Certain Israeli officials have increasingly been dropping anonymous threats to Iran in the global and Israeli media to try to deter it from its ongoing push to rebuild its nuclear weapons and ballistic missiles programs. One of the latest threats was that Israel should strive with the US for regime change before US President Donald Trump exits office in 2029.

While Israel should look for a variety of ways to prevent the Islamic Republic from obtaining nuclear weapons as well as to prevent it from building a ballistic missile arsenal that could overcome the IDF’s missile defense shield, it is still important that Jerusalem’s strategies be realistic.

To put it bluntly, the chances that Israel and the US can cause or control regime change in Iran by 2029 are extremely hazy. There could be internal opportunities to accomplish this. Iran’s Supreme Leader Ayatollah Ali Khamenei is 86 and has been ill many times over the last several years.

If and when he dies, if there is an extended standoff between competing factions over who will control Tehran next, Israel, the US, and the West might be able to – with significant skill, subtlety, and luck – use such an opportunity to help effectuate regime change.

Israel, the US, and the West have a limited ability to influence change

However, on their own, Israel, the US, and even the entire West have a limited ability to influence such change.

There are multiple reasons. The first is that after the fall of the USSR in 1991, Iran’s leaders learned that they could not count on their professional army to crack down on local Iranian protesters.

Professional military soldiers tend to want to only fire on foreign enemy invaders, not their own people. They would need a special and separate force that would be willing to kill or maim their own people – so they created a two-million-strong militia of hoodlums called the Basij.

Next, the regime watched some more recent revolutions in the East, which used the internet and social media to organize, and learned how to control and shut down the internet. Relying on the Basij and its internet control, the regime has managed to crush massive protests in 2009, 2016, 2019, September 2022-Spring 2023, and some in 2025.

This is despite the fact that some of these protests included not only Iran’s many minorities, who instinctively hate the regime, but also members of the country’s majority Shi’ite population.

Third, the regime is far more than just a group of clerics held in power by a secret police, as it was decades ago. Over the decades, the Islamic Revolutionary Guard Corps alumni have taken over more than one-third of the economy and many of the country’s political posts.
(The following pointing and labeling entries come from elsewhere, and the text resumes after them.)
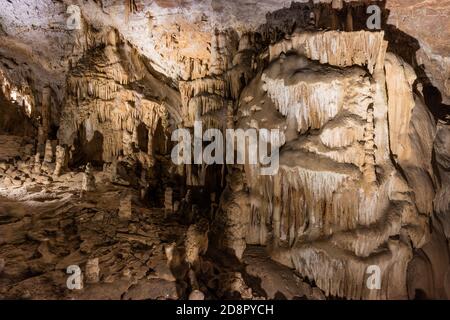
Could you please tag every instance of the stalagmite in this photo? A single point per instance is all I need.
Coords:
(48, 156)
(92, 273)
(88, 183)
(125, 211)
(168, 201)
(60, 160)
(341, 107)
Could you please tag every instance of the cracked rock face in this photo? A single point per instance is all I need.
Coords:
(92, 93)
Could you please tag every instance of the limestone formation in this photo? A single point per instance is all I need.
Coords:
(361, 157)
(88, 183)
(92, 273)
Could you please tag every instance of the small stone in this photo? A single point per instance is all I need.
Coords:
(92, 271)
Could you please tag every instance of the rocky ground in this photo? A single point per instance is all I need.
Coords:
(124, 249)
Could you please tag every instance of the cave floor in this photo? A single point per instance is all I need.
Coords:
(47, 225)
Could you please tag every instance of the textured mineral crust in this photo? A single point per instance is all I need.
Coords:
(93, 205)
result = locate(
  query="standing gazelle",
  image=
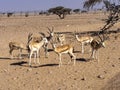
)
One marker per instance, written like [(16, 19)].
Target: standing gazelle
[(61, 38), (34, 48), (84, 40), (62, 49), (96, 45), (51, 34)]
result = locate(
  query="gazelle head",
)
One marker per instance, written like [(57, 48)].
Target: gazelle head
[(51, 31), (44, 37), (102, 41)]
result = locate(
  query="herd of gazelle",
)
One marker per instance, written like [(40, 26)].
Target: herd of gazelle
[(34, 45)]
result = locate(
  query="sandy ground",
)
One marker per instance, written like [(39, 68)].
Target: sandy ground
[(17, 75)]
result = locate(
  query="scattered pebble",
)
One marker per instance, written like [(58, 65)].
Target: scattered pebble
[(101, 76), (83, 79), (30, 69), (113, 65)]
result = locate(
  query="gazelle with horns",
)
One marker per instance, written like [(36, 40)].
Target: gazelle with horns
[(83, 40), (51, 34), (62, 49), (34, 47), (96, 45), (61, 38)]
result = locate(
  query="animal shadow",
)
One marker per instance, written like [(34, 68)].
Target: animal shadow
[(19, 63), (81, 59), (48, 65)]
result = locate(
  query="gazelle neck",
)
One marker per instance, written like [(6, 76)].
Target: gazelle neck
[(77, 37)]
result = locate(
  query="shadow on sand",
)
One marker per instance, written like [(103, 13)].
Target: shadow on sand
[(113, 84)]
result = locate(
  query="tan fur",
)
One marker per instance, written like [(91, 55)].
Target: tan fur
[(84, 40)]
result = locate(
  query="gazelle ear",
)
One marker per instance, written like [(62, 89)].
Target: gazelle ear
[(48, 29), (42, 34), (52, 28), (99, 36)]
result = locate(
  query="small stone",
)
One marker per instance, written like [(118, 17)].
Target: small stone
[(83, 79), (30, 69), (100, 76), (113, 65)]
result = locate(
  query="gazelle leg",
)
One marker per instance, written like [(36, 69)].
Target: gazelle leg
[(20, 50), (38, 61), (97, 55), (46, 51), (60, 62), (93, 53), (82, 47), (74, 57), (35, 54), (30, 58), (11, 56)]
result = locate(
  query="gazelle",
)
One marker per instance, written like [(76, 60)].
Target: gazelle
[(96, 45), (16, 46), (61, 38), (62, 49), (34, 48), (84, 40), (51, 34)]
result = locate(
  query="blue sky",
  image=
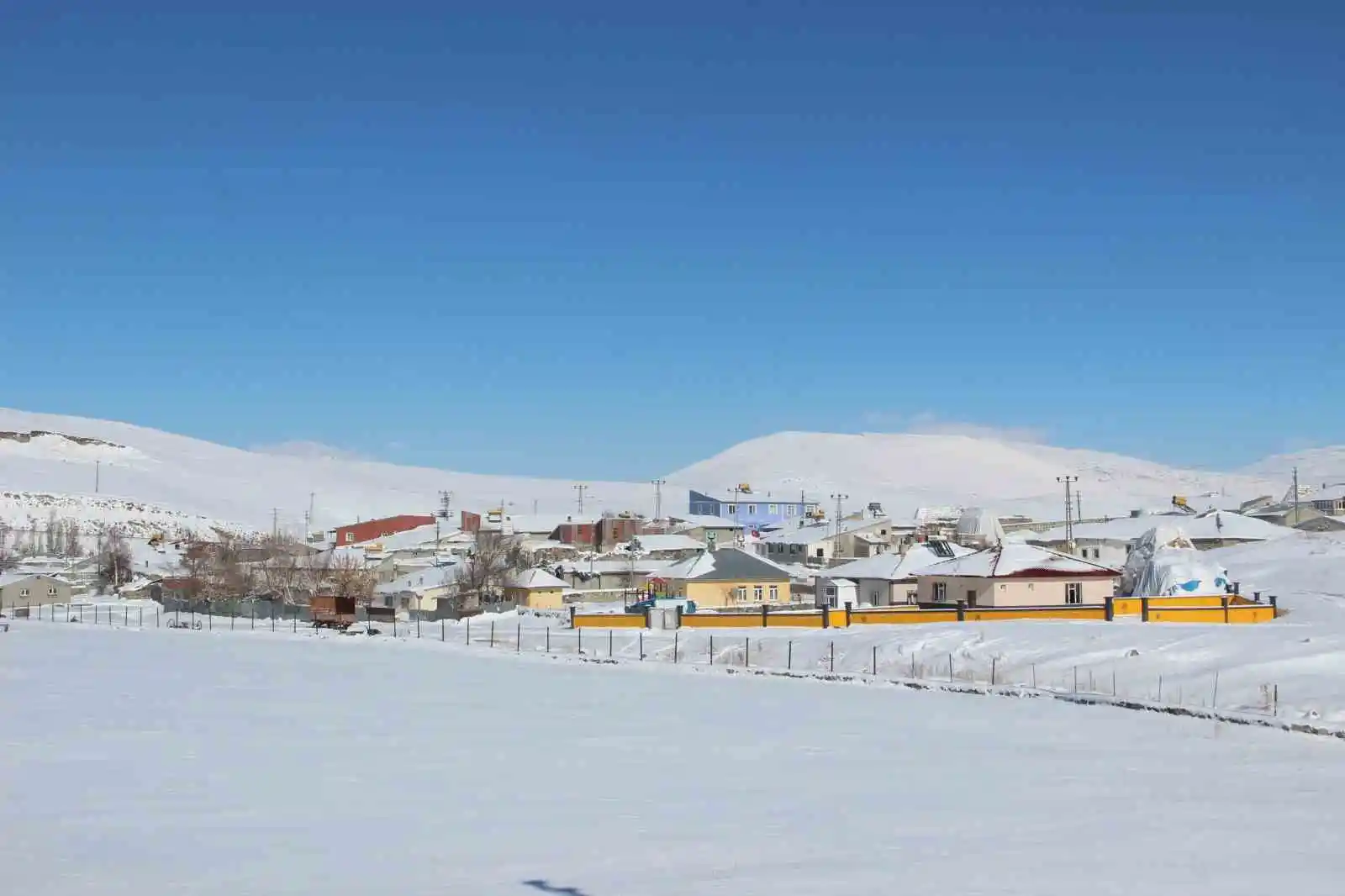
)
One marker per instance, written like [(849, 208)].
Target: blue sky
[(639, 233)]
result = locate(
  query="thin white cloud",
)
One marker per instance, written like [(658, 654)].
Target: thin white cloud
[(930, 424)]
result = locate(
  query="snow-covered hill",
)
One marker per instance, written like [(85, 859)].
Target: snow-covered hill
[(908, 472), (103, 472), (1315, 467), (181, 482)]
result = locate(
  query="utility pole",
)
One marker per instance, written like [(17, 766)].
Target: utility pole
[(1295, 495), (838, 498), (1069, 508), (658, 498)]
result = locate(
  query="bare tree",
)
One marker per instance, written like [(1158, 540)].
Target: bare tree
[(488, 568), (350, 579), (73, 548), (114, 562)]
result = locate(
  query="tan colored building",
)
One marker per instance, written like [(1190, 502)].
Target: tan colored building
[(29, 589), (1015, 575), (537, 589), (726, 577)]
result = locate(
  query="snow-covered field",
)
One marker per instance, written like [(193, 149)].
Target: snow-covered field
[(141, 762)]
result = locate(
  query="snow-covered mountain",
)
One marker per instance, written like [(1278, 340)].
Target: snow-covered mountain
[(1315, 467), (905, 472), (103, 472)]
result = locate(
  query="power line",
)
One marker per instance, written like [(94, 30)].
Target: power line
[(1069, 509), (658, 498)]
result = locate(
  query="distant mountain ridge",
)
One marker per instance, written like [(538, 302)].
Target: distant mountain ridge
[(105, 470)]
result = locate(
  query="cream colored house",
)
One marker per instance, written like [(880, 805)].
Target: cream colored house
[(27, 589), (535, 588), (726, 577), (889, 579), (1015, 575)]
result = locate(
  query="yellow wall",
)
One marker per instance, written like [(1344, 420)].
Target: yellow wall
[(721, 593), (1037, 613), (1192, 614), (609, 620), (900, 615), (537, 598)]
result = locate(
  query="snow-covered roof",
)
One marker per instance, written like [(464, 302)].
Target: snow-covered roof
[(813, 533), (667, 542), (728, 564), (978, 522), (697, 521), (896, 567), (1015, 560), (1332, 493), (13, 577), (421, 580), (1212, 525), (535, 580)]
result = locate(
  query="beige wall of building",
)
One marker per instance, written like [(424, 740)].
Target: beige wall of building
[(725, 593), (535, 598), (1015, 593), (35, 591)]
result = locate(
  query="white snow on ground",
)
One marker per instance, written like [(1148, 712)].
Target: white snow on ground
[(143, 762)]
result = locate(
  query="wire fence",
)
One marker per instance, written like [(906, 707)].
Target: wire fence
[(813, 656)]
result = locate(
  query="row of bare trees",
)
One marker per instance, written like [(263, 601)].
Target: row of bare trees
[(230, 567)]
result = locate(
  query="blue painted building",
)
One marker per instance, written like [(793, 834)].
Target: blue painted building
[(753, 510)]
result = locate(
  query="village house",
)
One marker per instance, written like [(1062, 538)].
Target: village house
[(1015, 575), (818, 542), (712, 532), (889, 579), (751, 509), (419, 593), (535, 588), (725, 577), (369, 530), (672, 546), (30, 589)]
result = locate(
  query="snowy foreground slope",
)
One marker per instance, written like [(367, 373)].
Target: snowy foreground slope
[(181, 482), (141, 762)]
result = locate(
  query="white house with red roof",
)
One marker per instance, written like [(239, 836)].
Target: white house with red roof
[(1015, 575)]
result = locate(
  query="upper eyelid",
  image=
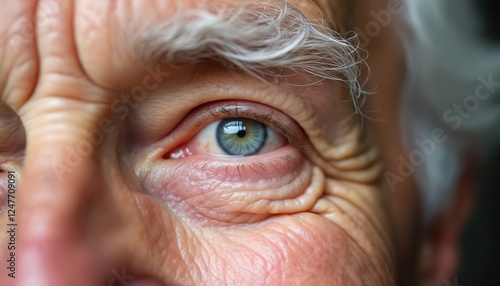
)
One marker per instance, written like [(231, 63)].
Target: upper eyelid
[(210, 112)]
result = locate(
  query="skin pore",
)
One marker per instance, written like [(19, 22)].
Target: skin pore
[(309, 209)]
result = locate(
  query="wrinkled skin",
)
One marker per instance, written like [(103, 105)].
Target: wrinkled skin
[(311, 212)]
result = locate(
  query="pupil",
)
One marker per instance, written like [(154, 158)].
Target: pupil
[(241, 133)]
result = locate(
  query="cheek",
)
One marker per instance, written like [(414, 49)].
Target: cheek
[(290, 250), (241, 190)]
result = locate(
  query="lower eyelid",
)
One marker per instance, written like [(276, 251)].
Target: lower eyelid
[(224, 189)]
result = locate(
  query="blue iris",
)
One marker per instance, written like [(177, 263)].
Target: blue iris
[(241, 136)]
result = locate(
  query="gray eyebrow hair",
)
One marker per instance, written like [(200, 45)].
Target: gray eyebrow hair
[(259, 39)]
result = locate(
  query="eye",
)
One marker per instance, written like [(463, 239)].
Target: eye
[(240, 136), (234, 136)]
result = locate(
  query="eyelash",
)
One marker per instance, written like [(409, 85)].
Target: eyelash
[(209, 113)]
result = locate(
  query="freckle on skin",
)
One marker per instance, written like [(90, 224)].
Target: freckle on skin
[(49, 179)]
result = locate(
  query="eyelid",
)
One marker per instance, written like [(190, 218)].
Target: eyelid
[(205, 114)]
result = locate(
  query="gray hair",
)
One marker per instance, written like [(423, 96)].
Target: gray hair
[(259, 39)]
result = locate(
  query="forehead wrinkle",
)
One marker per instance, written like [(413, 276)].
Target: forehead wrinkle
[(259, 39)]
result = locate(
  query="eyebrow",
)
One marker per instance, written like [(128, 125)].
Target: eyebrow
[(259, 39)]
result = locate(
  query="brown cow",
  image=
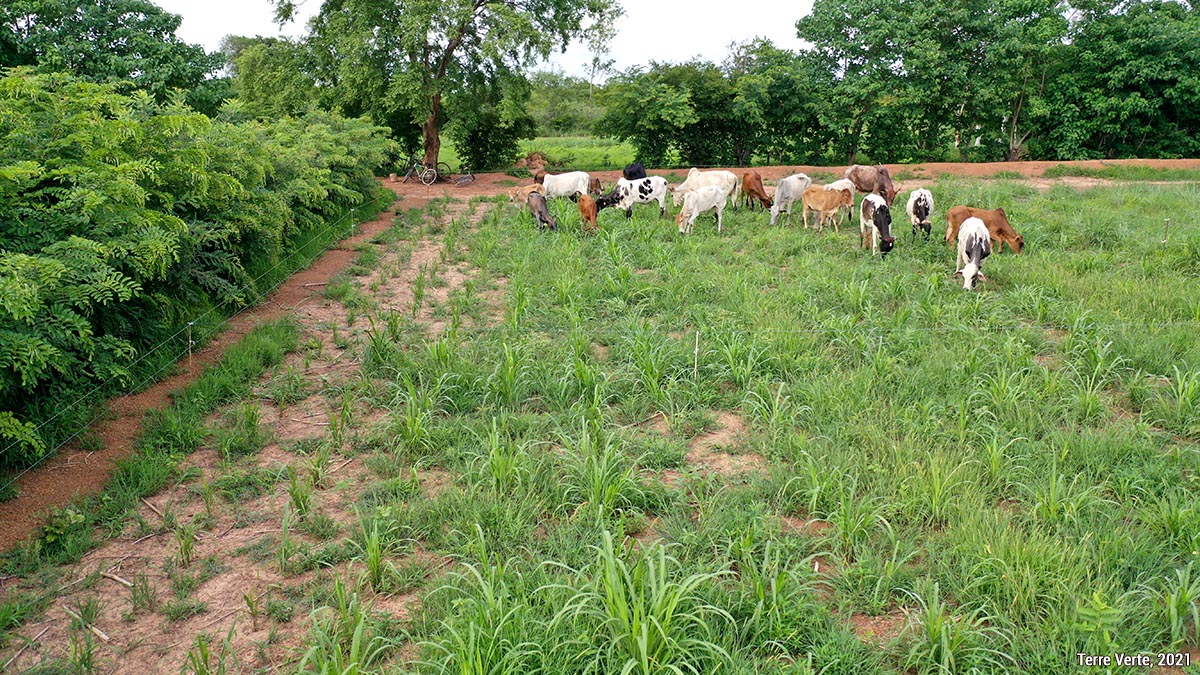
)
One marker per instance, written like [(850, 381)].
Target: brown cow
[(588, 213), (997, 227), (873, 179), (753, 189), (541, 216), (827, 203)]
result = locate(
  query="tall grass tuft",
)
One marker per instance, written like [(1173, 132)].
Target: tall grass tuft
[(637, 616)]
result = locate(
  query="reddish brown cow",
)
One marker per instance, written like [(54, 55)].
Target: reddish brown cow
[(827, 203), (588, 213), (997, 226), (753, 189), (873, 179)]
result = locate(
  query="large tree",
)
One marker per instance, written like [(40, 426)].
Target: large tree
[(407, 57)]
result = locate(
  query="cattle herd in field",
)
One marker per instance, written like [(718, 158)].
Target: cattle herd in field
[(977, 231)]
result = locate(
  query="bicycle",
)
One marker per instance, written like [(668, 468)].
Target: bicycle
[(415, 167)]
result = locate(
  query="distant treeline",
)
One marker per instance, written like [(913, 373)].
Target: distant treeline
[(904, 81)]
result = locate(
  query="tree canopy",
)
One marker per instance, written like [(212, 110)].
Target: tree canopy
[(399, 60), (108, 41)]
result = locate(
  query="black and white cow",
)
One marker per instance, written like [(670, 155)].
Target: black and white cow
[(641, 191), (875, 225), (921, 207), (541, 216), (975, 245)]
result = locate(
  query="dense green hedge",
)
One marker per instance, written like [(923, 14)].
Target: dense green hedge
[(123, 219)]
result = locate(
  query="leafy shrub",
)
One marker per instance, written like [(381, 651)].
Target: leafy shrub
[(123, 219)]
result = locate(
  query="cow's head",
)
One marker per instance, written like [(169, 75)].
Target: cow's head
[(882, 221)]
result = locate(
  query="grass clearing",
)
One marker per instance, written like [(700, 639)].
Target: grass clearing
[(731, 452)]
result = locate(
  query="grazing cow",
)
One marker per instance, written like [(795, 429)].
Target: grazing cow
[(789, 191), (975, 245), (699, 201), (697, 178), (588, 213), (873, 179), (521, 192), (827, 203), (570, 184), (844, 184), (641, 191), (753, 189), (921, 208), (541, 216), (997, 226), (875, 221)]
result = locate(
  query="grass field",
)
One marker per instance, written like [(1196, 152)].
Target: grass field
[(761, 451)]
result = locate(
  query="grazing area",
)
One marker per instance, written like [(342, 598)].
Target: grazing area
[(496, 448)]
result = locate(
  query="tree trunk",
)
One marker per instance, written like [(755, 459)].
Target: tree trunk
[(430, 131)]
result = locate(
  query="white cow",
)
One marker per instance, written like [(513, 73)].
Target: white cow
[(696, 179), (565, 184), (639, 191), (975, 245), (699, 201), (921, 209), (844, 184), (789, 191)]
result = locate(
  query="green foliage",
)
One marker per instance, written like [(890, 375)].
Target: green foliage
[(121, 219), (106, 41)]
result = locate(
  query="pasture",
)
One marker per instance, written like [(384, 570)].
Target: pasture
[(762, 451)]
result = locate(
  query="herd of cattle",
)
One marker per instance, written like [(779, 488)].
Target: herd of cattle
[(977, 231)]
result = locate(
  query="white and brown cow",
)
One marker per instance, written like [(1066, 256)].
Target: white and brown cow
[(975, 245)]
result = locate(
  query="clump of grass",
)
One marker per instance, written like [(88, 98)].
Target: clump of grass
[(639, 617)]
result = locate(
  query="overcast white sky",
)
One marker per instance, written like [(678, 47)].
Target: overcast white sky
[(660, 30)]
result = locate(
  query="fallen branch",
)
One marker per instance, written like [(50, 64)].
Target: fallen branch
[(16, 656), (118, 579), (660, 413), (97, 632), (154, 508)]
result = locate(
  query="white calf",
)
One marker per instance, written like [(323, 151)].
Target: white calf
[(789, 191), (697, 202), (696, 179), (975, 245), (844, 184), (565, 184), (921, 209)]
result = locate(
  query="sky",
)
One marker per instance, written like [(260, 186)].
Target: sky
[(659, 30)]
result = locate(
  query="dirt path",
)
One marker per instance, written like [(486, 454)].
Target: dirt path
[(75, 472)]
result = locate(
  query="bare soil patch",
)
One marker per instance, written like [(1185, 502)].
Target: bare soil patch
[(879, 631)]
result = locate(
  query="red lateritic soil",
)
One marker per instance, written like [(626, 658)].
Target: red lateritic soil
[(75, 473)]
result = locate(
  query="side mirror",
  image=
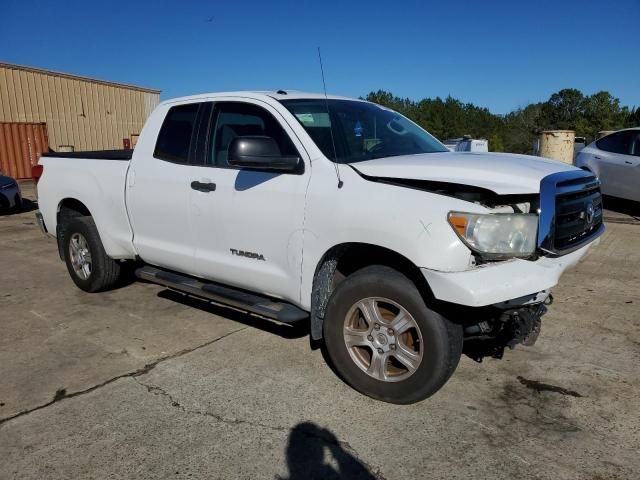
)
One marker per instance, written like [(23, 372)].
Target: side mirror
[(261, 153)]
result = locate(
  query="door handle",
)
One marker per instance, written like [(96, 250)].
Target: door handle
[(203, 187)]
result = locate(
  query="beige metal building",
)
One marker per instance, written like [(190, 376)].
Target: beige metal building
[(80, 113)]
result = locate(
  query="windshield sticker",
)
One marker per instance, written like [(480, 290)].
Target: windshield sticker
[(357, 129), (305, 118)]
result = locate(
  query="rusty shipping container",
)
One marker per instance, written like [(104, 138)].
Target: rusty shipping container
[(21, 145), (81, 113)]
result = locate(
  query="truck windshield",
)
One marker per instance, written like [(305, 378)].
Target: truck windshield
[(361, 131)]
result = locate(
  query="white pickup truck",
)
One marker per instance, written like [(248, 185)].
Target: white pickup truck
[(293, 206)]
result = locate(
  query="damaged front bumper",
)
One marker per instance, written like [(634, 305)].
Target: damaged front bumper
[(513, 280)]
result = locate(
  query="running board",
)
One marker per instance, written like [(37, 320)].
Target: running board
[(277, 310)]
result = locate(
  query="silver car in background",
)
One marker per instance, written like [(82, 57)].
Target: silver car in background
[(615, 159), (10, 195)]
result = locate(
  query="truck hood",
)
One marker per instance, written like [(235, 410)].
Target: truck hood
[(502, 173)]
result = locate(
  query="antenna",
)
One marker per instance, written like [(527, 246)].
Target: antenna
[(333, 143)]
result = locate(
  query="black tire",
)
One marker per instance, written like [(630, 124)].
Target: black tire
[(441, 339), (18, 206), (105, 272)]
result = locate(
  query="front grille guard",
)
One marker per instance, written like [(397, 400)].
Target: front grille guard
[(550, 188)]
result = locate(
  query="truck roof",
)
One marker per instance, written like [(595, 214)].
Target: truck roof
[(260, 94)]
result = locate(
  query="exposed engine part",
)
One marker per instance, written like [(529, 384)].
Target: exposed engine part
[(507, 329)]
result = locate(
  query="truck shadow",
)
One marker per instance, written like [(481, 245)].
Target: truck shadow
[(288, 331), (316, 453)]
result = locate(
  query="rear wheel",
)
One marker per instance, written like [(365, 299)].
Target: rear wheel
[(385, 342), (89, 266)]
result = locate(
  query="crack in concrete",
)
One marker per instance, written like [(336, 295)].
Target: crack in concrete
[(346, 446), (62, 394)]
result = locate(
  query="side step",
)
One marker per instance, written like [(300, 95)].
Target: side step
[(277, 310)]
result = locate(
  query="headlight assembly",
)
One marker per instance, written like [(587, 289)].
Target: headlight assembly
[(497, 234)]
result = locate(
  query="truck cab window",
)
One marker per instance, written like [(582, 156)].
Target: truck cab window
[(174, 139), (234, 119)]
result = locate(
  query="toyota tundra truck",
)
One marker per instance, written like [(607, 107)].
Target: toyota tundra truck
[(342, 213)]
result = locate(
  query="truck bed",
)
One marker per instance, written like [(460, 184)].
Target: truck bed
[(94, 154)]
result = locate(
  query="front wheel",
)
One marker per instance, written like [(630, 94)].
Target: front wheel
[(87, 262), (385, 342)]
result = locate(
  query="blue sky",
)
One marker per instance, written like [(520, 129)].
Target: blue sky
[(500, 55)]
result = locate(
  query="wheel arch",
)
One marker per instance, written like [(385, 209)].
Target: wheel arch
[(68, 208), (341, 260)]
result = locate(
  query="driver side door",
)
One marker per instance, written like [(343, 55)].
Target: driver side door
[(249, 231)]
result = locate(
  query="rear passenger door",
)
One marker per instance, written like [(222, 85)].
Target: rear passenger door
[(159, 190)]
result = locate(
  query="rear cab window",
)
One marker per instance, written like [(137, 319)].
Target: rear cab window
[(175, 137)]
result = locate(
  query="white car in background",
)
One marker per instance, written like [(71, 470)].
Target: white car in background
[(615, 159)]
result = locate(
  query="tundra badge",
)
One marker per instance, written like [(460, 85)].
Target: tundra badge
[(242, 253)]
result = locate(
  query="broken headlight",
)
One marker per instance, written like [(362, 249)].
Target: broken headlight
[(497, 234)]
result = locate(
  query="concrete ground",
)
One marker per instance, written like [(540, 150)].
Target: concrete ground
[(143, 383)]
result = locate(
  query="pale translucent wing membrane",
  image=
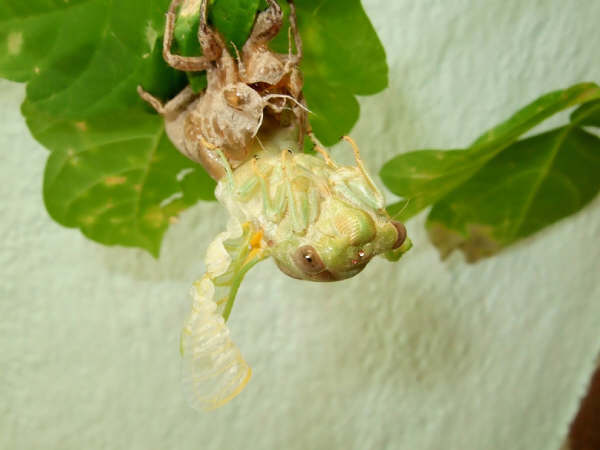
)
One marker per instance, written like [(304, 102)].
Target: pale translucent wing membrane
[(214, 370)]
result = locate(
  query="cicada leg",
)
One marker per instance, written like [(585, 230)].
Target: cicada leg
[(302, 198), (180, 101), (273, 208)]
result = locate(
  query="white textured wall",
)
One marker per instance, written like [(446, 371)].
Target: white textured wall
[(417, 355)]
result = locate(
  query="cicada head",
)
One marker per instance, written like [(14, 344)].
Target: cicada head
[(340, 243)]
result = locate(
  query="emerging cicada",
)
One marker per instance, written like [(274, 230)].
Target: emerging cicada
[(319, 220)]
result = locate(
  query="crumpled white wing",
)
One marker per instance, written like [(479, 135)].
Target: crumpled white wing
[(214, 370)]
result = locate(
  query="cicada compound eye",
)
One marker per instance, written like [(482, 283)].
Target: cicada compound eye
[(401, 230), (308, 260)]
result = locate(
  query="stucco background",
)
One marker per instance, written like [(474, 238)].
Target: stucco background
[(417, 355)]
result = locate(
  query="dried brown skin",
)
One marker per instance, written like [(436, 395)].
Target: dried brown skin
[(228, 115)]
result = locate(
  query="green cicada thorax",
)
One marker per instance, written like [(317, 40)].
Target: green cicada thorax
[(321, 221)]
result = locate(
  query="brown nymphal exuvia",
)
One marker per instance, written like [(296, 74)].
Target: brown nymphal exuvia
[(319, 220)]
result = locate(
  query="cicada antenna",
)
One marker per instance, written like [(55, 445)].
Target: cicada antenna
[(361, 167)]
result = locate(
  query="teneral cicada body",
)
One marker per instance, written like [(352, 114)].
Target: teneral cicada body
[(319, 220)]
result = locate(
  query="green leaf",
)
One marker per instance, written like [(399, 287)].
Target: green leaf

Removing Khamenei alone won't bring an end to the regime 

Killing, arresting, or otherwise removing Khamenei or his successor would not, by itself, come even close to toppling the regime. It might even make it harder since Iranians might rally around their own flag, whereas if Khamenei dies of natural causes, natural chaos and competition between rival groups may follow on their own.

For example, Israel bombed some of the IRGC and Basij's main headquarters during the June war with Iran at a time when over 30 of its top military and intelligence officials were also assassinated, and Khamenei was in hiding. This left the regime at its weakest physically in decades. Yet, there was not even close to being a chance of a domestic movement to oust the regime from power because of the rally around the flag effect.

Likewise, The Jerusalem Post has learned that IDF Chief of Staff Lt.-Gen. Eyal Zamir and the IDF high command were clearly opposed to killing Khamenei and did not even seriously consider the option, as they wanted to end the war even before the 12-day point when it ended.

In light of the Basij, the control of the internet, and the deep penetration of the IRGC into every area of Iran’s political and economic levers of power, this regime will be very difficult to topple absent a mix of both a wide protest movement and at least one high-ranking Iranian army general who can swing his troops behind the protesters and against the Basij.

Does that mean that Israel and the US should remain idle? Not at all.

Under former prime minister Naftali Bennett, the government, the IDF, and the Mossad undertake an operation involving dozens of areas of life known informally as “Death By a Thousand Cuts” to use some of the same long-term techniques to weaken Iran that the US used to weaken the USSR over time.

But Bennett’s plan had a long-term vision to work on a wide variety of issues, not just military, over decades. Not just Khamenei, but the IRGC, in all of its elements, must be weakened and replaced by other local natural Iranian powers before toppling the regime in the sense of removing all of the pieces that are virulently anti-Israel and anti-West will be possible.

This will very likely take far longer than 2029. Many thought that when Hafez al-Assad passed on his rule in 2000 to his weak, squeamish, inexperienced eye-doctor son, Bashar, the regime would fall overnight. Yet, for a variety of reasons, Bashar held on until 2024.

On the other hand, when he fell in 2024, his regime had received “Death by a Thousand Cuts” and barely put up a defense.

So Israel can keep its eye on both the short-term dangers of preventing nuclear and ballistic missile weapons threats, and also on the much longer-term goal of returning its relationship with Iran to the strong pre-1979 cooperation era, or at least to an era where the constant threat is removed.